1180: The Gardener 85 by Rabindranath Tagore

20240809 Slowdown

1180: The Gardener 85 by Rabindranath Tagore

Transcript

I’m Major Jackson, and this is The Slowdown.

If memory serves me correct, as a kid, after morning cartoons in Philadelphia, I watched old movies that aired on VHF channels. One of my favorites was the 1960 adaptation of H.G. Wells’ The Time Machine. From that moment on, I’ve held an interest in parallel worlds and the space-time continuum.

Which has brought me to ponder the question: Given the chance, what period would I travel back to? My most consistent answer is New York City, late 70s/early 80s. I picture myself a denizen of the East Village art scene, or hanging out at CBGB’s.

I am prone to romanticizing any number of time periods that gathered poets and novelists together as a scene: The Harlem Renaissance in 1920s, the North Beach San Francisco Beat scene of the 1950s, Umbra Poets in the 1960s. Writing that last sentence, I realize I almost never say any time before 1865, although bearing witness to the Italian Renaissance would have been cool. There are some eras I would visit as a participant and some as an observer.

In some instances, artists use their art to not travel backward but to go forward in time. You can put Prince’s album 1999 in this category. And others call out to the future, conscious of their place in what is, at the time, the present.

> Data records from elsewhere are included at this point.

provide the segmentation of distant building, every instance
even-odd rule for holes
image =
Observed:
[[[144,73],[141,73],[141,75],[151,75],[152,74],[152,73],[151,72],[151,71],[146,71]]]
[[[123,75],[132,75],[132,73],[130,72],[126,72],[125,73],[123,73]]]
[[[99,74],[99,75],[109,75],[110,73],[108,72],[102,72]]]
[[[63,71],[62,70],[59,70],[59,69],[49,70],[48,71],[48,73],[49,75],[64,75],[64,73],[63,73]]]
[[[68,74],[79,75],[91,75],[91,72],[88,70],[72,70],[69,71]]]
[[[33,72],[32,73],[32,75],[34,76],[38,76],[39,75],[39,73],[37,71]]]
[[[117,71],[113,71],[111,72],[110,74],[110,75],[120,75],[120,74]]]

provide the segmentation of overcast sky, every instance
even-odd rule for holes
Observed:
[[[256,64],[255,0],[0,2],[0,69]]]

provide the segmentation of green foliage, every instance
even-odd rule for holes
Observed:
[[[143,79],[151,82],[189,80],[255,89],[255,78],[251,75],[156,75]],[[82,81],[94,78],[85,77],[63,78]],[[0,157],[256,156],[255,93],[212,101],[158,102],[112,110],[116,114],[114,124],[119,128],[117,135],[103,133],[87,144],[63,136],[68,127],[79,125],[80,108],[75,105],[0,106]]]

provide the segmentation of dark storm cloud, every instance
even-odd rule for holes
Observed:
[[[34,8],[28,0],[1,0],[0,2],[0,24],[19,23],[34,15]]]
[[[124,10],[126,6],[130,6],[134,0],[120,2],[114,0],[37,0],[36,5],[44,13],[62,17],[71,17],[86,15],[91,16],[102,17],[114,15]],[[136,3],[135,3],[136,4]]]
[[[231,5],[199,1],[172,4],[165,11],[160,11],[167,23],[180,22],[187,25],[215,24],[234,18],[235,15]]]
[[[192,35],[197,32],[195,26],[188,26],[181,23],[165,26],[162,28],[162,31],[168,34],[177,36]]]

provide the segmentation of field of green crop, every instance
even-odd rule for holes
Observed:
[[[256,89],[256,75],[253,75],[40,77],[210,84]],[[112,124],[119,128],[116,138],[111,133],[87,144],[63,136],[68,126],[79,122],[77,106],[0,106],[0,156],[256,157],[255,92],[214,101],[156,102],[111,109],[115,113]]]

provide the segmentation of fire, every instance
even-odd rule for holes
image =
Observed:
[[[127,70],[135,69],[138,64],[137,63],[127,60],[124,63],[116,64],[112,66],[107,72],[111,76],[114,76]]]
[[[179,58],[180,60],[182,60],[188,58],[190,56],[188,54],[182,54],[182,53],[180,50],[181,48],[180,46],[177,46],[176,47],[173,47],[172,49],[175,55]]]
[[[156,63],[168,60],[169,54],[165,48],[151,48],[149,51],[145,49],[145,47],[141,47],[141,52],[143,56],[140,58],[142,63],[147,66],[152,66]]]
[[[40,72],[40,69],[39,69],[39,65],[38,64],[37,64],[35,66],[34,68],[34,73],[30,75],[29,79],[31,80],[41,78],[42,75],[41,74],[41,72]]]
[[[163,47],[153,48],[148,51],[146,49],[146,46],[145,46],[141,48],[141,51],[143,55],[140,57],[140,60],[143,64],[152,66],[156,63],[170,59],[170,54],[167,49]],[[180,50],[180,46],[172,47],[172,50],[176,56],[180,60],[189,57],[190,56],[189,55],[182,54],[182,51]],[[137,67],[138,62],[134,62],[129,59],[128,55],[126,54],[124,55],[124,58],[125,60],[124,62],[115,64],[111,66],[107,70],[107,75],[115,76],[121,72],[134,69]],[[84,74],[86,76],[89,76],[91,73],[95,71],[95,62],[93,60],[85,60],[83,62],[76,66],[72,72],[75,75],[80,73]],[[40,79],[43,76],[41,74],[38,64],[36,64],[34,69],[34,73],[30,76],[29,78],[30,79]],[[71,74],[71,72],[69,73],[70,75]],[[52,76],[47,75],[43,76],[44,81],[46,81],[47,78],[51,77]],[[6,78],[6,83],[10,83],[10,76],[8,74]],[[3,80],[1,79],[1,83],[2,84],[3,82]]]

Recently, I watched Jean Cocteau’s film “Jean Cocteau Addresses the Year 2000.” I was amused by Cocteau’s brilliant idea to speak to the future about life in the 1960s. He looks into the camera and says “We remain apprentice robots. I certainly hope you have not become robots, but on the contrary that you have become very humanized.” Later, he states, “I don’t know the dance you’re dancing, but the dance of our time is called The Twist.” It’s hard to know whether his hopes have been answered, or denied, but at least we still dance.

Poetry has a way of collapsing time, and by working the senses, having us experience an era. In the blues rhythms of Langston Hughes’ poetry, I hear early twentieth century New York, and going back, I hear the plurality of America and its citizens in the poetry of Walt Whitman who explicitly said he heard singing. In a way, poems are capsules from the past that open whenever we read them.

Today’s short poem refutes the possibility of carrying forward a sensation, but what it shares is an emotional landscape. The speaker urges a future reader to live in their moment, but to realize what connects us, indeed what connects all of time, is the experience of nature.


The Gardener 85
by Rabindranath Tagore

Who are you, reader, reading my poems an hundred years hence?
I cannot send you one single flower from this wealth of the spring, one single streak of gold from yonder clouds.
Open your doors and look abroad.

From your blossoming garden gather fragrant memories of the vanished flowers of an hundred years before.
In the joy of your heart may you feel the living joy that sang one spring morning, sending its glad voice across an hundred years.